004 Alter et Prita
Avertissement: je ne suis pas responsable des réflexions machistes de mon personnage. Mesdames évitez de me lapider svp.
Alter Pavi était journaliste d’investigation. Du moins c’est ainsi qu'il se présentait. Mais être pigiste à Starcom Vidéo, une petite chaîne privée spécialisée dans les informations « peoples », n’avait rien de glorieux. Il n’était qu’un petit correspondant, sur une petite planète habitée principalement par des mineurs et des sidérurgistes. Ici, il ne se passait pratiquement rien. D'ailleurs, les fameux « peoples » n'y mettaient jamais les pieds.
Son rôle « d'investigation » n'était guère plus valorisant que la tenue de la rubrique des "chiens écrasés". Le bureau local de Starcom Vidéo était surtout chargé de faire quelques compte-rendus des événements intérieurs à Solera. Ils n'intéressaient que les habitants du coin. Par conséquent, ils n'avaient aucune chance d'avoir, un jour, les honneurs de la une d'une des grandes chaînes galactiques. Notre cher journaliste n'avait d'ailleurs qu'à s'en prendre à lui-même, si sa carrière végétait. Il avait eu le malheur de faire, sur son blog, un portrait au vitriol d'une personne importante ce qui n'avait pas plu à l'intéressé. Maintenant, il était blacklisté chez les médias importants.
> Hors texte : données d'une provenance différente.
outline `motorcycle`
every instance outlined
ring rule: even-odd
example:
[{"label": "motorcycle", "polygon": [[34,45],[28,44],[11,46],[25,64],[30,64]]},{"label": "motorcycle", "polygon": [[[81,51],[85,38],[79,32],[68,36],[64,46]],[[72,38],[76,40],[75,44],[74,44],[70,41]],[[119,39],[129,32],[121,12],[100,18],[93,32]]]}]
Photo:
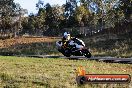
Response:
[{"label": "motorcycle", "polygon": [[56,45],[58,47],[58,51],[61,52],[66,57],[70,57],[71,55],[73,55],[73,56],[85,56],[87,58],[90,58],[92,56],[90,51],[86,47],[77,49],[75,45],[73,46],[63,45],[62,41],[57,41]]}]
Trente ans, célibataire, il prenait la vie du bon coté, et si son job actuel risquait fort de ne jamais lui apporter la gloire, au moins son prestige lui facilitait la tâche auprès de la gent féminine. D'ailleurs, son physique était, lui aussi, avantageux : grand brun, les cheveux courts, un visage d'homme d'action, comme on en voit au cinéma. Bref, elles craquaient toutes ! C'est, du moins, ce qu'il disait à ses confrères.
« J’ai rencontré Dieu » Et moi j’ai touché le jack pot !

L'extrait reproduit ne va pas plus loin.